C’est une photo qui a été prise le 3 septembre 1944 lors de l’incendie qui avait été déclenché par les troupes allemandes sur ordre express de l’oncle Adolf dont le palais de justice bruxellois était un des monuments préférés.
Implantées dans l’axe de la maison communale qui se prolonge jusqu’au rond-point de la barrière, les prisons de Saint-Gilles s’inscrivent dans un scénario urbain monumental. Leur désaffection n’est pas seulement un évènement objectif où il s’agit de déplacer une fonction urbaine d’un endroit à l’autre, c’est aussi un acte symbolique d’un certain poids. Faisons le lien avec le palais de justice qui imprègne, lui aussi, avec plus de force encore, le scénario urbain bruxellois qui est aussi une mise en scène symbolique de l’État belge. Lorsque nous observons ces deux situations analogues, complémentaires et spectaculaires, nous pourrions être amenés à penser que vider de tels symboles de leur contenu est aussi une manière d’amoindrir l’idée que nous nous faisons de notre contrat social et ce n’est pas anodin.
Certains d’entre nous ont déjà eu quelques doutes quand ils se sont aperçus, peut-être lors d’une journée sans voitures, que le sens unique de la rue de la Loi faisait disparaitre de nos systèmes de représentation collective la formidable perspective sur les arcades du cinquantenaire à partir du centre. L’avoir occulté pour des raisons de mobilité automobile aura été aussi une manière de manifester, dès la fin des années 1950, une Belgique en train de s’évanouir puisqu’elle ne serait plus capable de se mettre en scène au travers de ses monuments nationaux commémoratifs.
Prisons de Saint-Gilles à faire disparaître pour accueillir une population de riche contribuable, Palais de justice transformé en galerie commerciale, arcades commémoratives que l’on ne peut plus regarder, l’affaiblissement des rapports symboliques entre les éléments structurants d’un territoire urbain à la dérive sont nombreux.
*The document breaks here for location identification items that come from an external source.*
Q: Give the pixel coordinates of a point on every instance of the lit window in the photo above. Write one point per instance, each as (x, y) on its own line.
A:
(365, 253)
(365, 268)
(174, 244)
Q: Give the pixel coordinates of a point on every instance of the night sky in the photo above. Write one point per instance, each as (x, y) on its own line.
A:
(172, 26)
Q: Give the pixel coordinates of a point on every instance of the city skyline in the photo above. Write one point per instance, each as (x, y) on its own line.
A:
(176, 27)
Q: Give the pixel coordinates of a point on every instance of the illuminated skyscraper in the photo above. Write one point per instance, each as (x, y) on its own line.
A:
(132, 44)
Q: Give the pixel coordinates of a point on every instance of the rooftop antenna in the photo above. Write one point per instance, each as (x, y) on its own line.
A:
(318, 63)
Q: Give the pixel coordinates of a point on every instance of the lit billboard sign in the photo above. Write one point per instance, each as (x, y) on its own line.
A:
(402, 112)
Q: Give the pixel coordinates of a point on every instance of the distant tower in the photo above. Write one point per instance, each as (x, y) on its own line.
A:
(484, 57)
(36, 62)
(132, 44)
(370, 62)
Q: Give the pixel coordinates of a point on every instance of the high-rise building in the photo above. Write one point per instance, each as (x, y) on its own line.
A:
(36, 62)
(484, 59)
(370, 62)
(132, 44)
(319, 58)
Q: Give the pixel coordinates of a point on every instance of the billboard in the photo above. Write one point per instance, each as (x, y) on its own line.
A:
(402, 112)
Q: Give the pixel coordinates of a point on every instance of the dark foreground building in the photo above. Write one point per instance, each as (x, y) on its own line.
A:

Avec leur désaffection ce n’est pas seulement des équipements publics que l’on escamote, Bruxelles n’est pas que fonctions urbaines, proximité des usagers, modes de déplacements, efficacité énergétique, densification des nouveaux centres et chantier permanent, il y va tout de même d’autre chose. En nous arrachant morceau par morceau ce qui donne une signification au paysage de nos villes, on nous désoriente. Et si nous nous laissons désorienter, alors il sera plus facile de nous diriger puis de nous enfermer dans les cachots obscurs de nos désirs inassouvis.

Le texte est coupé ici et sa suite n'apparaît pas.